L'accomandante non è responsabile se non si ingenera confusione con la figura dell'accomandatario
La Corte di Cassazione, nell'ordinanza 29 novembre 2018, n. 30882, afferma il seguente principio di diritto: La Suprema Corte tratta il tema dell'inserimento del nome di un socio nella ragione sociale della Società in Accomandita Semplice.

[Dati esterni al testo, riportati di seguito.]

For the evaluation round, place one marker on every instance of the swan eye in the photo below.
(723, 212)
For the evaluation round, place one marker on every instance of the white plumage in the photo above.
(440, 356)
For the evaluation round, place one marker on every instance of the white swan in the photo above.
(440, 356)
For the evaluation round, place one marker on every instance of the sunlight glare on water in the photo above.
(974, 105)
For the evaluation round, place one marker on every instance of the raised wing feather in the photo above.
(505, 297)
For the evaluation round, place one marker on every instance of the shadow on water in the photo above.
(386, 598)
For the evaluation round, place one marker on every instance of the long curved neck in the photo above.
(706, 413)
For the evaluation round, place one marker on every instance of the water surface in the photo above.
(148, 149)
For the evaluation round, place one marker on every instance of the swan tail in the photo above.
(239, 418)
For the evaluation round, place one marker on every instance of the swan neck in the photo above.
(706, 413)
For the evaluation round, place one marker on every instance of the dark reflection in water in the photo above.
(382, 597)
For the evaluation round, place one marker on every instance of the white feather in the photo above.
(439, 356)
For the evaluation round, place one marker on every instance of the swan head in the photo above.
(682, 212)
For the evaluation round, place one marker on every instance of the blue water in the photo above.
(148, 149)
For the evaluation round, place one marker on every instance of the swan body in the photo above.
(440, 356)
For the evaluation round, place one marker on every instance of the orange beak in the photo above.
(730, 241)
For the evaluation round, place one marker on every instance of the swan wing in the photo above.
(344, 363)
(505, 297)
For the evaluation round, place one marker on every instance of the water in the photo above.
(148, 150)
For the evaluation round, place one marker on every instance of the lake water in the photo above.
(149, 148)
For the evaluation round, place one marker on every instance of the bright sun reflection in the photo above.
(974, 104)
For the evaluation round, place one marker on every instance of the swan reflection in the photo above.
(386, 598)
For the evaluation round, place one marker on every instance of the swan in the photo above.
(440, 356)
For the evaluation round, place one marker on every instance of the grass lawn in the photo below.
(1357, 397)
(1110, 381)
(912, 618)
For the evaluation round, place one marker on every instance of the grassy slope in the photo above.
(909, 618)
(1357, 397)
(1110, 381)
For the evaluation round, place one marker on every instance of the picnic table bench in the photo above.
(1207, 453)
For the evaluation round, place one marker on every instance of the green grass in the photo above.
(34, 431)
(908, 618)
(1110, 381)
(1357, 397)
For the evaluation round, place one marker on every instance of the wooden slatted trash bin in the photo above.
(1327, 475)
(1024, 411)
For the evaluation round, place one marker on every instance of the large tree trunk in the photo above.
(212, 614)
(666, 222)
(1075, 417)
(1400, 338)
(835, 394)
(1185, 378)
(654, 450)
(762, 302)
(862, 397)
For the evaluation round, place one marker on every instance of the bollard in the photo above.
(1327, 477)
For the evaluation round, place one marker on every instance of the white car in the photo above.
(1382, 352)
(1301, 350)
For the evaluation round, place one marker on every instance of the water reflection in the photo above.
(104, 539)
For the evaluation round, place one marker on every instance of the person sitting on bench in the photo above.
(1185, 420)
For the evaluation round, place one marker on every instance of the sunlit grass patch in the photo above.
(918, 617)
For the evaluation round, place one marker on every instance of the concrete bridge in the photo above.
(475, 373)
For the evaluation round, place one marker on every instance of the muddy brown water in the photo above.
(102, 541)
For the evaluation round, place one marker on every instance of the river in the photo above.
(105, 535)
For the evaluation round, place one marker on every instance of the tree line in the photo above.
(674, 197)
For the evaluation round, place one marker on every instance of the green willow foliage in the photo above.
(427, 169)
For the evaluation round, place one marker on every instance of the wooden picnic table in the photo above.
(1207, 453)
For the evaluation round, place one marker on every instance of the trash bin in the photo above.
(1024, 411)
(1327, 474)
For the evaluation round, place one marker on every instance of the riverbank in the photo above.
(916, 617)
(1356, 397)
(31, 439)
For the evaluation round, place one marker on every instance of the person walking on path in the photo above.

Nell'ordinanza si tratta del caso in cui sia stato inserito nella ragione sociale il cognome di un socio accomandante: nella fattispecie, il nomen della società era composto da cognome dell'accomandante, attività svolta, preposizione "di" e nome completo dell'accomandatario.
Viene in esame l'applicabilità dell'art. 2314, co. 2 c.c. che prevede che - qualora sia inserito il nome dell'accomandante nella ragione sociale - questi sia da considerare responsabile illimitatamente (poiché si ingenera confusione sul suo ruolo nei confronti dei terzi).
La Cassazione, in questo caso, conclude nel senso che non si possa configurare responsabilità illimitata per l'accomandante, poiché non si può generare confusione rispetto alla figura dell'accomandante. Pertanto si desume il principio per cui "la confusione si verifica se l'accomandante è indicato nella ragione sociale come se fosse un accomandatario".